Toronto (CP) – While the makeup of last year’s influenza vaccine missed the mark when it came to effectiveness, infectious disease experts say people shouldn’t shy away from this season’s shot based on that failure.
“It’s important to know that last year doesn’t predict this year,” says Dr. Bryna Warshawsky of Public Health Ontario. “And last year was an anomaly in terms of past years.”
Each February, the World Health Organization chooses which influenza strains should be included in the coming fall’s vaccine, based on those circulating at the time.
That best-guess choice has to be made early because it takes six months for manufacturers to produce the vaccine and stockpile enough doses to supply provincial and territorial inoculation programs, which typically begin in mid to late October.
Cases of influenza — a disease that for many people means a miserable week of coughing, sneezing, body aches and fever — usually start being reported in late November to early December and often continue into early spring.
On average, an estimated 12,500 Canadians are admitted to hospital each year for complications arising from the flu and about 3,500 die, according to the Public Health Agency of Canada.
There are three types of influenza viruses: A, B and C. Human influenza A and B viruses cause seasonal epidemics in North America almost every winter, says the U.S. Centers for Disease Control.
Traditional seasonal flu shots — known as trivalent vaccines —are configured to protect against two A strains, H3N2 and H1N1, and one of two B-lineage influenza viruses.
“But in that six months between when the vaccine choices are made and the vaccine actually gets delivered, the virus continues to change and sometimes it changes to an extent that it doesn’t match what was selected in February,” says Warshawsky.
“Last year, the problem was the H3N2.”
The bug had mutated, making it genetically dissimilar enough to the H3N2 component in the vaccine to offer virtually no protection against the respiratory infection — especially since the dominant strain making people sick just happened to be H3N2.
“Ideally what we would like is that the influenza strain included in the vaccine is the identical twin of what is circulating out in the community,” explains Dr. Danuta Skowronski, an expert in influenza and emerging respiratory pathogens at the B.C. Centre for Disease Control in Vancouver.
That seldom happens because of the lead time needed for the manufacturing process, she says.
“So typically what we’re aiming for is that these viruses might be considered like siblings — brothers or sisters — in terms of the similarities between them.

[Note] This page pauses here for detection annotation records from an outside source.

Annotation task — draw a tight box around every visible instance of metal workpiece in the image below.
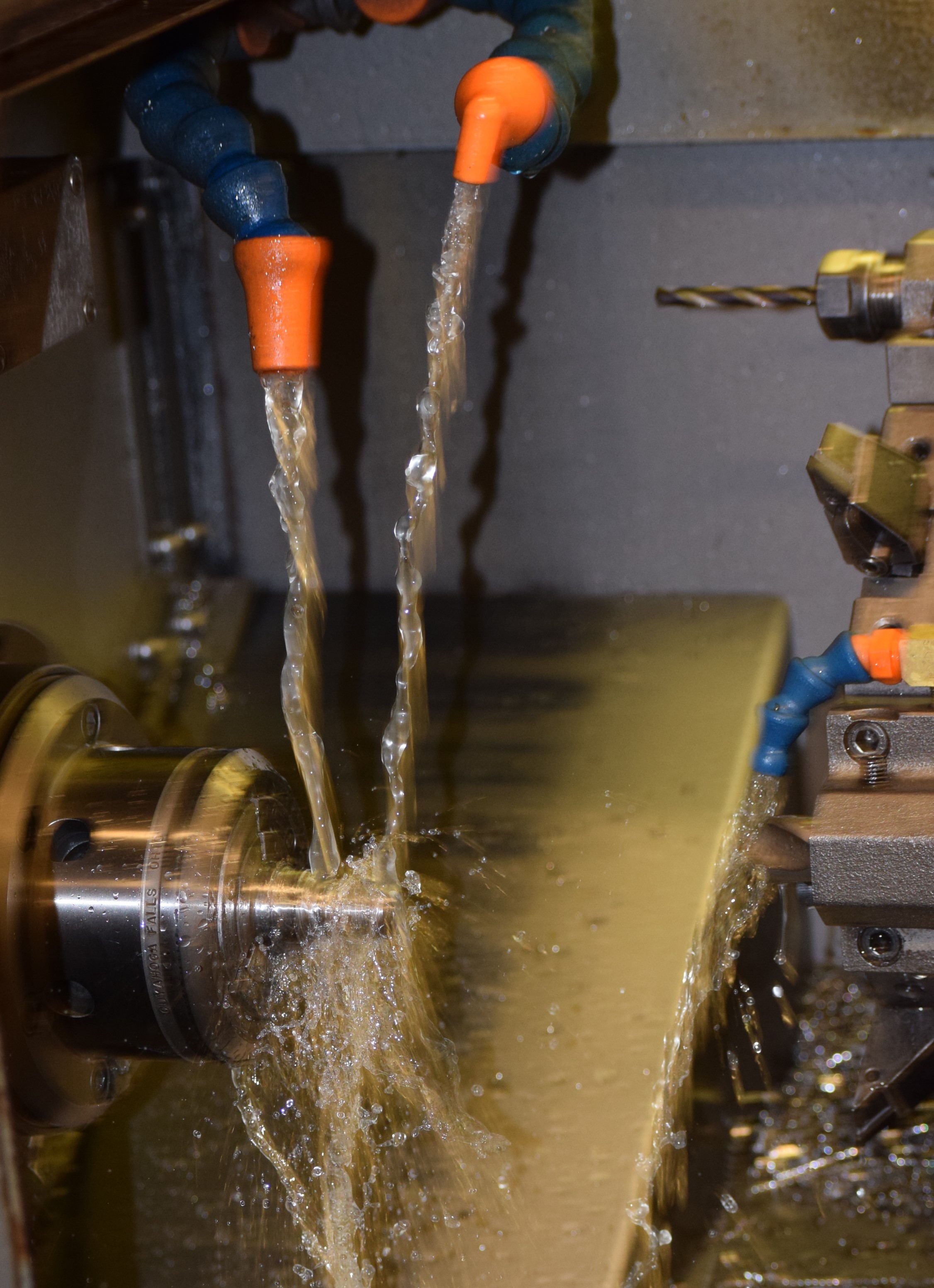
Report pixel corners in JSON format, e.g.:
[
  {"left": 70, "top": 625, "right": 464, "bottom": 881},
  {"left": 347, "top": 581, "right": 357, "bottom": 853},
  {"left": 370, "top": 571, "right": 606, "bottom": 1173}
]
[
  {"left": 0, "top": 157, "right": 97, "bottom": 372},
  {"left": 853, "top": 975, "right": 934, "bottom": 1144},
  {"left": 0, "top": 644, "right": 394, "bottom": 1130}
]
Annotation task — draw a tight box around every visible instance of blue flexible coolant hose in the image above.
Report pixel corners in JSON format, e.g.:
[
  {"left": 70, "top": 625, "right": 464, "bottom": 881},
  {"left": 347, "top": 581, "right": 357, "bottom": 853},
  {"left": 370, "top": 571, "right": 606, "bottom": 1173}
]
[
  {"left": 125, "top": 45, "right": 306, "bottom": 241},
  {"left": 752, "top": 631, "right": 871, "bottom": 778},
  {"left": 455, "top": 0, "right": 594, "bottom": 174}
]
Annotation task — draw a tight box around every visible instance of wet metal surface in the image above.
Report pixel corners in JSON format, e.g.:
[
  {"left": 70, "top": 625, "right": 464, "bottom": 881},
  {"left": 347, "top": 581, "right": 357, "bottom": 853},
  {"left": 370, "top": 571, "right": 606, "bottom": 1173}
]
[{"left": 31, "top": 597, "right": 786, "bottom": 1288}]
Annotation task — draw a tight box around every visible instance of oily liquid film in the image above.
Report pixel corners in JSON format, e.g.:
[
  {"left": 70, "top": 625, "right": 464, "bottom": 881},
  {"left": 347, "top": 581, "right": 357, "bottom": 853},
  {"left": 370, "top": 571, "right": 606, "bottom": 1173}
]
[
  {"left": 233, "top": 842, "right": 506, "bottom": 1288},
  {"left": 626, "top": 774, "right": 781, "bottom": 1288},
  {"left": 263, "top": 375, "right": 340, "bottom": 876},
  {"left": 233, "top": 183, "right": 494, "bottom": 1288},
  {"left": 381, "top": 183, "right": 487, "bottom": 876},
  {"left": 706, "top": 966, "right": 934, "bottom": 1288}
]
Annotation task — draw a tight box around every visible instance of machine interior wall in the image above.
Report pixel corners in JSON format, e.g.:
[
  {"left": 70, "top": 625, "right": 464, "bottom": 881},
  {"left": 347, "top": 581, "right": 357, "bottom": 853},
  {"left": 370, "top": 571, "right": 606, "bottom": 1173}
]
[
  {"left": 0, "top": 61, "right": 934, "bottom": 672},
  {"left": 206, "top": 142, "right": 912, "bottom": 650}
]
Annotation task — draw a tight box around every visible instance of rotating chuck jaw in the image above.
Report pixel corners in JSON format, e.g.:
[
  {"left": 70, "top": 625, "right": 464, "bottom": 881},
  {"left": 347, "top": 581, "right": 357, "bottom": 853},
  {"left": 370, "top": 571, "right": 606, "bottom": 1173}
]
[{"left": 0, "top": 623, "right": 393, "bottom": 1131}]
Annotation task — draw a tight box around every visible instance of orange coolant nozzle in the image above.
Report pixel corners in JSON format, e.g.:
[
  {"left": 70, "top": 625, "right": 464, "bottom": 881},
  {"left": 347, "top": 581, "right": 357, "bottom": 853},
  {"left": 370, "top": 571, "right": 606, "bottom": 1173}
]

“Last season, we probably had similarities that were more like a distant cousin relationship between the vaccine and the circulating viruses. And for the coming season, I anticipate that what we’re going to look at is more like first cousins.”
Winter 2014-15 saw a spike in lab-confirmed cases, hospital admissions and people dying from the flu, compared with many previous seasons. About 90 per cent of influenza deaths each year occur among the elderly.
Older people are especially vulnerable to H3N2, so in a bad year for that strain “we get more outbreaks in long-term care facilities and more hospitalizations and more deaths,” says Warshawsky.
This season’s trivalent shot is a mix of the evolved H3N2 strain, H1N1 and B/Phuket for adults 18 and over.
And for the first time, some provinces are providing a four-strain, or quadrivalent, vaccine for children aged six months to 17, which also contains a second B-lineage virus called B/Brisbane.
“Because children tend to have higher attack rates due to B infections, because they don’t have the same kind of cumulative life experience with both lineages like adults do, the decision has been made in some provinces … to give those to children,” says Skowronski.
The federal government is working with five vaccine producers for this year’s supply, says Sylwia Krzyszton, a spokeswoman for the Public Health Agency of Canada.
About 12 million doses have been ordered by the provinces and territories for public immunization programs, including about 2.9 million doses of quadrivalent vaccine, at a cost to the jurisdictions of about $75 million.
In any given year, the trivalent vaccine is 50 to 60 per cent effective in preventing flu in those who get their shots — but that’s roughly only a third of the population.
So given the poor performance of the 2014-15 vaccine, will even fewer Canadians choose to bare their arms this season?
“I am concerned by that,” concedes Skowronski.
“Perhaps people think a 50 per cent vaccine effectiveness isn’t great and they wonder: is it still worthwhile?”
But to put it in context, “if I were to give to you a discount coupon that gave you 50 per cent off your grocery bill at the checkout stand, you would probably think that was great.
“And in the same way, a 50 per cent reduction in influenza risk is really important,” especially for the elderly and those with underlying health conditions, whose lives can be threatened by the respiratory infection, she says.
“That protection is not something to be dismissed outright. And I do think it would be a double tragedy if coming out of last season’s experience, people turned away from the vaccine.”